Sources of Corporate Risk

  • Corporate risk refers to the exposure of a company's earnings, cash flows, or market value to uncertain external factors or events.
  • Risk is the uncertainty of outcomes, often measured by standard deviation.

Types of Corporate Risks

  • Market risks: price movements in financial markets, including interest rate, exchange rate, and commodity price risks.
  • Commercial (or operational) risks: inherent in the operations of the firm, subject to management's control or influence.
  • External event risks: not firm-specific, stemming from non-market events such as natural catastrophes or changes in tax or regulatory policies.

Risk Management

  • Risk management aims to reduce uncertainty associated with future outcomes, ideally removing bad outcomes without affecting good outcomes.
  • The risk management process involves risk identification, risk assessment, selection of appropriate risk management techniques, and implementation and monitoring.

Why Do Firms Manage Risks?

  • According to M-M's "Irrelevance" Theorem, in perfect markets, risk management does not affect firm value.
  • However, risk management can add value through cash flow effects, WACC effects, non-linearity of taxes, bankruptcy costs, avoiding underinvestment, and managerial concerns.

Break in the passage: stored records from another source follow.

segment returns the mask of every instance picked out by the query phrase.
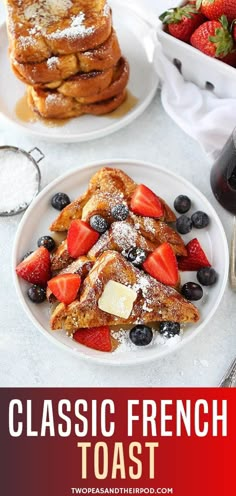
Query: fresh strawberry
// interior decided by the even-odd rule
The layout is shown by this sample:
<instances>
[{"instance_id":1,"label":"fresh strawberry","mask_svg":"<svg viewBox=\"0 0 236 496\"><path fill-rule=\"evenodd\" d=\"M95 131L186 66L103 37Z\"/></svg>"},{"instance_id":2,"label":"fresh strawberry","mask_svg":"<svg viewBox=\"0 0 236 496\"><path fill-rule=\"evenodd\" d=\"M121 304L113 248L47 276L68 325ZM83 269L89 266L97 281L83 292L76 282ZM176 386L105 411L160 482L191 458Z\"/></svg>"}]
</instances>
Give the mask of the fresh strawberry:
<instances>
[{"instance_id":1,"label":"fresh strawberry","mask_svg":"<svg viewBox=\"0 0 236 496\"><path fill-rule=\"evenodd\" d=\"M16 273L31 284L45 286L51 277L50 253L41 246L16 267Z\"/></svg>"},{"instance_id":2,"label":"fresh strawberry","mask_svg":"<svg viewBox=\"0 0 236 496\"><path fill-rule=\"evenodd\" d=\"M144 184L140 184L136 188L131 198L130 208L135 214L144 215L145 217L159 219L164 215L160 199Z\"/></svg>"},{"instance_id":3,"label":"fresh strawberry","mask_svg":"<svg viewBox=\"0 0 236 496\"><path fill-rule=\"evenodd\" d=\"M236 19L235 0L197 0L196 6L208 19L218 20L222 15L230 22Z\"/></svg>"},{"instance_id":4,"label":"fresh strawberry","mask_svg":"<svg viewBox=\"0 0 236 496\"><path fill-rule=\"evenodd\" d=\"M179 280L176 256L169 243L163 243L148 255L143 268L152 277L168 286L176 286Z\"/></svg>"},{"instance_id":5,"label":"fresh strawberry","mask_svg":"<svg viewBox=\"0 0 236 496\"><path fill-rule=\"evenodd\" d=\"M72 220L68 234L67 247L72 258L86 255L96 243L99 234L83 220Z\"/></svg>"},{"instance_id":6,"label":"fresh strawberry","mask_svg":"<svg viewBox=\"0 0 236 496\"><path fill-rule=\"evenodd\" d=\"M91 329L78 329L73 338L77 343L88 346L98 351L112 351L109 327L93 327Z\"/></svg>"},{"instance_id":7,"label":"fresh strawberry","mask_svg":"<svg viewBox=\"0 0 236 496\"><path fill-rule=\"evenodd\" d=\"M160 20L167 25L172 36L189 43L191 35L205 21L205 17L194 4L188 3L184 7L167 10Z\"/></svg>"},{"instance_id":8,"label":"fresh strawberry","mask_svg":"<svg viewBox=\"0 0 236 496\"><path fill-rule=\"evenodd\" d=\"M192 239L187 246L187 257L180 257L178 261L179 270L193 271L202 267L211 267L206 254L204 253L197 238Z\"/></svg>"},{"instance_id":9,"label":"fresh strawberry","mask_svg":"<svg viewBox=\"0 0 236 496\"><path fill-rule=\"evenodd\" d=\"M77 297L81 284L78 274L60 274L48 281L48 287L58 301L69 305Z\"/></svg>"},{"instance_id":10,"label":"fresh strawberry","mask_svg":"<svg viewBox=\"0 0 236 496\"><path fill-rule=\"evenodd\" d=\"M219 21L204 22L193 33L190 42L201 52L223 62L229 63L229 57L234 57L233 36L225 16Z\"/></svg>"}]
</instances>

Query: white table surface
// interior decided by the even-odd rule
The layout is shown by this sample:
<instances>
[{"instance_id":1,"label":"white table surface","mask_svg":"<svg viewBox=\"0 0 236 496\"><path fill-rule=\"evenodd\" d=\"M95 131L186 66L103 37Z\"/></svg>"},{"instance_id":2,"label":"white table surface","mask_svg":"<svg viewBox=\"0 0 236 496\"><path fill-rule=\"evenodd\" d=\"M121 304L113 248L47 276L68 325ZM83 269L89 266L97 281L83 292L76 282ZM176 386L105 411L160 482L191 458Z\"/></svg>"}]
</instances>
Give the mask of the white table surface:
<instances>
[{"instance_id":1,"label":"white table surface","mask_svg":"<svg viewBox=\"0 0 236 496\"><path fill-rule=\"evenodd\" d=\"M164 2L162 2L163 4ZM165 2L165 4L171 2ZM162 5L163 6L163 5ZM1 16L1 8L0 8ZM25 150L38 146L42 186L85 162L138 158L172 170L197 186L218 212L228 239L232 217L215 201L210 164L202 150L164 113L159 94L134 123L120 132L90 143L54 145L27 138L3 127L0 140ZM217 386L236 354L235 294L228 287L205 330L185 348L164 359L132 368L87 363L62 351L33 327L17 301L11 277L11 250L20 216L0 219L0 386L120 387Z\"/></svg>"}]
</instances>

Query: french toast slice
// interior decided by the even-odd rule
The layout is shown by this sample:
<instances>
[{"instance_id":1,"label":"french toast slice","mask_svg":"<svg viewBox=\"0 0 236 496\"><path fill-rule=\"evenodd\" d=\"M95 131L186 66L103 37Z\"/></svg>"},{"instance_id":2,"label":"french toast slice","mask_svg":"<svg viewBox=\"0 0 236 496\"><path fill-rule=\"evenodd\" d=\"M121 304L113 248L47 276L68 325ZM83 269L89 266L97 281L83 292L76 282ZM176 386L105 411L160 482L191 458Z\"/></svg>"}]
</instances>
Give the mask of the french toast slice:
<instances>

Does Risk Management Add Value?

  • Risk management can increase firm value by:
    • Reducing volatility of taxable income, leading to lower expected taxes.
    • Lowering the probability of going bankrupt.
    • Avoiding underinvestment by reducing the need for costly outside financing.
    • Allowing firms to continue investing in value-enhancing projects.
    • Addressing managerial self-interest and better monitoring.